De getroffen Palestijnen konden op eigen kracht uitstappen. Tamimi bracht de vrouwelijke passagier, Latifah Abdallah (33), naar het ziekenhuis in Ramallah. Zij blijkt Braziliaans staatsburger en moeder van vijf kinderen; haar gezin is in Brazilië. Latifahs broer Muhammad Abdallah Musa (26) was er ernstiger aan toe en stierf ter plaatse nadat professionele hulp uitbleef.
Het Palestijnse ministerie van Buitenlandse Zaken gaf een woedende verklaring uit waarin het incident een ‘buitengerechtelijke executie’ wordt genoemd. Ook worden de Israëlische militairen beschuldigd van ‘bewuste medische verwaarlozing’. Het ministerie beschrijft de bestaande praktijk in harde termen:
This reaffirms that Israeli soldiers have come to serve as machines for killing Palestinians following the Israeli government’s decisions and military instructions, turning the occupied Palestinian territories and checkpoints into a killing training field.

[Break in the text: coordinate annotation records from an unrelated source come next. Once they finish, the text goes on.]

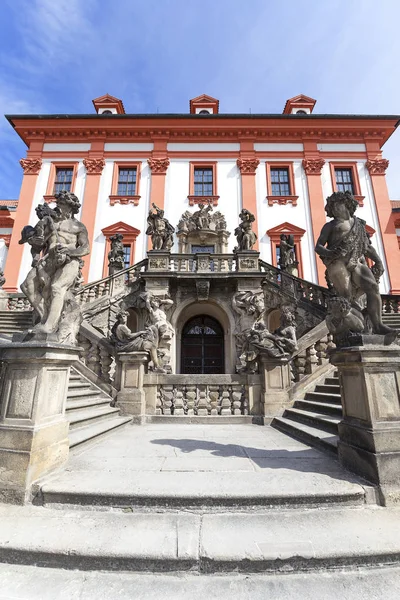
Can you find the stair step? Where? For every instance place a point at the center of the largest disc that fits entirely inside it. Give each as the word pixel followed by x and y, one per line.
pixel 300 542
pixel 324 408
pixel 85 416
pixel 322 397
pixel 77 404
pixel 327 388
pixel 82 435
pixel 328 423
pixel 307 434
pixel 83 393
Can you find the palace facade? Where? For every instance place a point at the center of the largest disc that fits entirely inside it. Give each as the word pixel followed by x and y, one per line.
pixel 281 167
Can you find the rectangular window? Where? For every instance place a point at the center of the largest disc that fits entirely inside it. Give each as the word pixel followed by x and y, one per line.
pixel 344 180
pixel 280 185
pixel 203 181
pixel 127 256
pixel 63 179
pixel 127 181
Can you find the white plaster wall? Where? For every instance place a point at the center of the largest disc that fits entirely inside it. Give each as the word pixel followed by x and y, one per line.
pixel 271 216
pixel 228 189
pixel 107 215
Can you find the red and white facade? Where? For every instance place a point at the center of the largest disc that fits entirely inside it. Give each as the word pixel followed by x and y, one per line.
pixel 242 155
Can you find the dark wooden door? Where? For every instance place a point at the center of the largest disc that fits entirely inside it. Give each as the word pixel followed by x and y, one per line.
pixel 202 349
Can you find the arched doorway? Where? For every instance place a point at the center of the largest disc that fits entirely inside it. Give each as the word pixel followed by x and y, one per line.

In de loop der tijd zijn talloze Palestijnen op de bezette Westelijke Jordaanoever door Israëlische militairen neergeschoten omdat zij van plan zouden zijn geweest om een ‘ram-aanval’ of een ‘mes-aanval’ uit te voeren. Mensenrechtenorganisaties hebben Israël meermalen beschuldigd van buitengerechtelijke executies en aangedrongen op onderzoek door de Israëlische autoriteiten naar het gedrag van hun militairen en politiediensten. Het incident van gisteren vormt daartoe een nieuwe aanleiding.
Ik koester een diepgewortelde hoop op vrede in het midden-oosten met gerechtigheid als basis.